For two days, much of the baseball community came together in the Dominican Republic for a sneak peak into the game's future in Latin America. They also celebrated the game's past.
"I really enjoy being here. The players from Latin America, they eat and sleep baseball," Towers said. "If you have baseball passion, what is better than coming to the Dominican Republic to watch kids play baseball? It's also great to see your friends. Guys you either worked with or for or compete against you. It's a great time here."
The showcase began Wednesday morning on the warning track down the third-base line with timed 60-yard sprints. Then the prospects showed off their defensive skills with a series of drills before taking batting practice. The prospects were separated into two teams and scrimmaged to cap off the afternoon, but not before a special pregame ceremony that honored former big league outfielder Raul Mondesi, who is now the city's mayor.
Mondesi later presented an award to Martinez. Among those also recognized were Torre, Major League Baseball's executive VP of baseball operations; Kim Ng, MLB's senior vice president of baseball operations; and Joel Araujo, manager of Latin American game development. Also introduced were former Major League pitcher Pedro Astacio, Dominican baseball legend Eliodoro Arias and representatives from the countries participating in the showcase.
Torre threw out the ceremonial first pitch to Martinez, who was crouched behind the plate, and Mondesi, who was standing in the batter's box, swung and missed. The crowd roared and the game began. The prospects played again on Thursday.
"What we have been able to incorporate is the sense of community around this game and having Joe [Torre] down here is the pinnacle of what we have done as far as representation," Ng said. "What we at MLB are trying to achieve down here and let everyone in the international community know [is] that this means a lot to us. Growth of the game is a high item on our agenda and to have this many countries represented here is just tremendous and hopefully we can keep growing it."
Last year's international showcase in Boca Chica drew around 200 people, primarily scouts, and only featured prospects from the Dominican Republic and Venezuela. This year's crowd was nearly double.
"This event is well-organized, well-run and you get a chance to see a lot of players in one place," Melvin said. "I had heard about the showcases, and I always wanted to see how they operate. For us, the Brewers want to get more involved and have more of a presence.

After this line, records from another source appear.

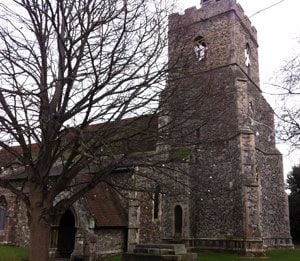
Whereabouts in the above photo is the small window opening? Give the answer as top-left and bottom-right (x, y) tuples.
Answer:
(245, 44), (251, 67)
(0, 196), (7, 230)
(194, 36), (208, 61)
(174, 205), (182, 236)
(153, 185), (160, 219)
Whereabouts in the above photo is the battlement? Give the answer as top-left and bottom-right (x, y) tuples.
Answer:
(169, 0), (257, 41)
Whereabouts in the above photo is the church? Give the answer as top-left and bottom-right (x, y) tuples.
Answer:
(0, 0), (293, 260)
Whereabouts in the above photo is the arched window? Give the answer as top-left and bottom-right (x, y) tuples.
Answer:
(0, 195), (7, 230)
(174, 205), (182, 237)
(153, 185), (160, 219)
(245, 43), (251, 67)
(194, 36), (207, 61)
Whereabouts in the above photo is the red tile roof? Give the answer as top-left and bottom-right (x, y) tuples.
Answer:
(86, 183), (128, 227)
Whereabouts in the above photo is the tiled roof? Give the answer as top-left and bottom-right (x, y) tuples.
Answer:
(86, 183), (128, 227)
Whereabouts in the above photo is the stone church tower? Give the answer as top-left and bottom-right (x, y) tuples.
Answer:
(160, 0), (292, 255)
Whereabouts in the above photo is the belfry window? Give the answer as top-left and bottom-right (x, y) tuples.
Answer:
(0, 196), (7, 231)
(194, 36), (207, 61)
(245, 43), (251, 67)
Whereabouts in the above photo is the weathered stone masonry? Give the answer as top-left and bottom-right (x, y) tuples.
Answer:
(0, 0), (293, 260)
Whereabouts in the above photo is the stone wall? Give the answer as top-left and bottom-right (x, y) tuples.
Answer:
(0, 188), (30, 247)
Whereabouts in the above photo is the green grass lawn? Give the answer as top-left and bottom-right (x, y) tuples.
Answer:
(198, 249), (300, 261)
(107, 249), (300, 261)
(0, 246), (300, 261)
(0, 246), (29, 261)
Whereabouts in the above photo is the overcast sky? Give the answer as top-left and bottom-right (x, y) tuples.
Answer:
(177, 0), (300, 174)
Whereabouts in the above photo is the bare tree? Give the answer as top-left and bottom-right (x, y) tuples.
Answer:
(274, 52), (300, 149)
(0, 0), (172, 261)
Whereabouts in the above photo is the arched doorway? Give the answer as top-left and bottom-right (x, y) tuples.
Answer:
(57, 210), (76, 258)
(174, 205), (182, 237)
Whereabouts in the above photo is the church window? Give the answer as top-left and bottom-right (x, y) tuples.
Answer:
(194, 36), (208, 61)
(0, 196), (7, 231)
(153, 185), (160, 219)
(174, 205), (182, 236)
(245, 43), (251, 67)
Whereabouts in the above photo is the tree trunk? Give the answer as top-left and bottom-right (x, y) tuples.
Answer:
(29, 209), (51, 261)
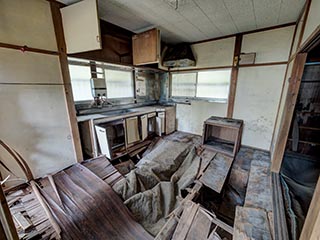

We know with the new CBA and rules, we think there is an opportunity here with the showcases and there is value to them."
In accordance with the Collective Bargaining Agreement, each team was allotted $2.9 million to spend on the international market starting July 2, 2012, without penalty. Exceptions -- such as a team's six highest signing bonuses of $50,000 or less and players signed for $7,500 or less -- do not count against the spending cap.
This July's international signing period will work in a similar way, and the amount clubs are allowed to spend will be based largely on their records in the 2012 season. The pools for each team will range from an estimated $4.9 million (for the lowest winning percentage) to $1.8 million (for the highest winning percentage). Clubs will be allowed to trade pool money.
The Astros, whose record was last in the Major Leagues last season, had at least 10 scouts at the event. Most teams had at least five representatives.
"This showcase is a great opportunity for the kids, even if they don't get signed, because they are all being seen," Martinez said. "It was totally different for players like me. We had to go to the academies and try out. You had to be spotted or maybe somebody takes you like my brother Ramon did with me. Now there is better scouting, better stadiums, better everything."
The smile on Martinez's face showed how happy he was to be there. The joy emanating from the dugout proved he was not the only one.
"This has been an unforgettable experience," said outfield prospect Eloy Jimenez. "I never thought I would be on the same field as Pedro Martinez and Joe Torre. It's like a dream come true. The next dream is the big leagues and then the Hall of Fame."